Le roi Usain Bolt est immortel

Usain Bolt - -
« Usain, vous êtes une légende », lui dit le premier journaliste à lui tendre un micro. C’était tout simplement son obsession, alors il ne peut qu’acquiescer : « All right ». Le terme est parfois galvaudé. Mais ce dimanche soir, il révèle parfaitement le statut d’un homme, à mi-chemin entre un monde et un autre, le sien, où malgré un départ raté, une finale du 100m aux JO se court en 9’’63, le deuxième meilleur temps de l’histoire. Usain Bolt, à deux semaines de ses 26 ans, est une légende. Quatre ans après avoir éclairé le ciel de Pékin (9’’69), trois ans après avoir abaissé encore le record du monde à Berlin (9’’58), c’est à Londres que le Jamaïcain est devenu à jamais inoubliable. Il l’était déjà depuis 2008, mais 2012 le fait entrer dans le cercle des « immortels » de l’académie du sprint.
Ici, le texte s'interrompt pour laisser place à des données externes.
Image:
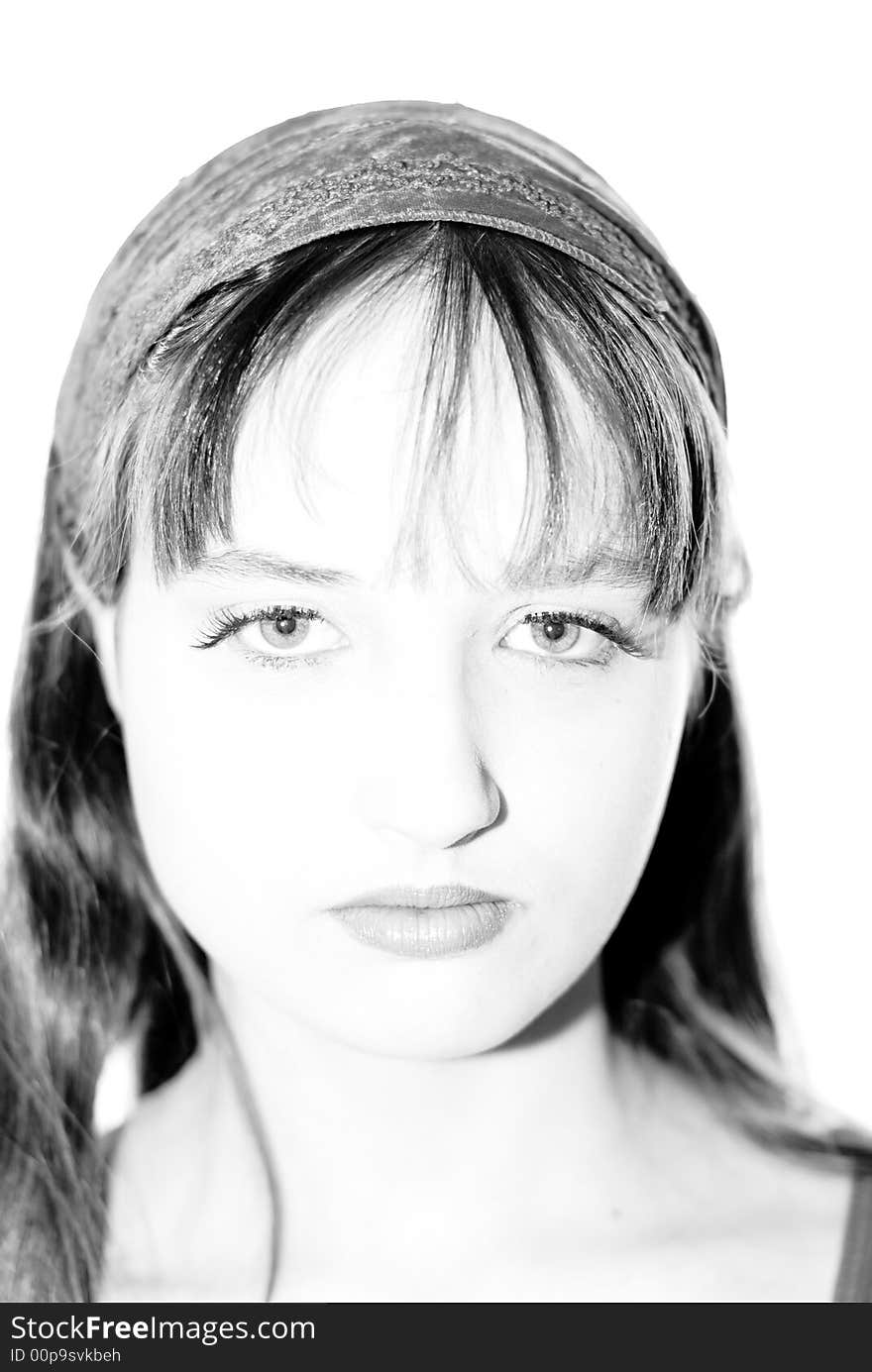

Seul l’immense Carl Lewis avait réussi à conserver sa couronne sur 100m à quatre ans d’intervalle (Los Angeles 1984, Séoul 1988). Yohan Blake (2e en 9’’75), Justin Gatlin (3e en 9’’79) et Tyson Gay (4e en 9’’80) voulaient pourtant profiter des faiblesses du roi. Ils n’ont rien pu faire quand ils l’ont vu allonger ses foulées, fixer le chrono des yeux et même « casser » sur la ligne. « Les gens peuvent dire ce qu'ils veulent, quand les grands championnats sont là, je réponds présent », pouvait donc glisser dès la fin de la course le quadruple champion olympique et quintuple champion du monde. Il avait pourtant mal au dos, avait été battu par son jeune compatriote Yohan Blake à deux reprises aux sélections jamaïcaines fin juin. Usain Bolt est-il toujours le même, se demandait le monde ?
Déjà intouchable pour le 200m ?
Comment ne pas penser, au bout de 9’’63, qu’il a surjoué pour renforcer le doute, le mystère ? Le stade olympique a compris dès les demi-finales, en début de soirée, que le Jamaïcain avait ses meilleures jambes. Il passait la ligne en 9’’87 après avoir pris un excellent départ et coupé son effort à 20 mètres de la ligne, à deux heures de la finale. « Ça m’a donné beaucoup de confiance », confirmait-t-il après son sacre. Mais un an après sa disqualification sur le 100m des championnats du monde, à Daegu, encore fallait-il sortir aussi bien des starting-blocks en finale. « Mon coach m'a dit avant la course : "Ne te préoccupe pas du départ car là où tu es le meilleur, c'est sur la fin" ». Alors Usain Bolt a écouté Glen Mills et effacé ses adversaires au même moment où Asafa Powell se blessait.
Il prolongeait le plaisir jusqu’à décélérer longuement devant les 80 000 personnes du stade olympique. Puis s’accroupissait enfin pour envoyer sa flèche dans la nuit londonienne, la marque de fabrique la plus copiée depuis son apparition à Pékin. Premiers à s’exprimer, Yohan Blake et Justin Gatlin, heureux de monter respectivement pour la première et la deuxième fois sur le podium olympique du 100m, s’inclinaient devant « l’homme le plus rapide du monde », « la meilleure technique du sprint ». Sur 200m, jeudi soir (21h55), le favori sera encore Usain Bolt. Il ne l’était plus tout à fait pour le 100m. C’était une erreur. Il l’a démontré en étendant son règne. A Kingston, où le rythme de la fête ne diminue jamais, les Jamaïcains fêteront le 50e anniversaire de leur indépendance ce lundi. Et l’an 4 de l’ère Bolt.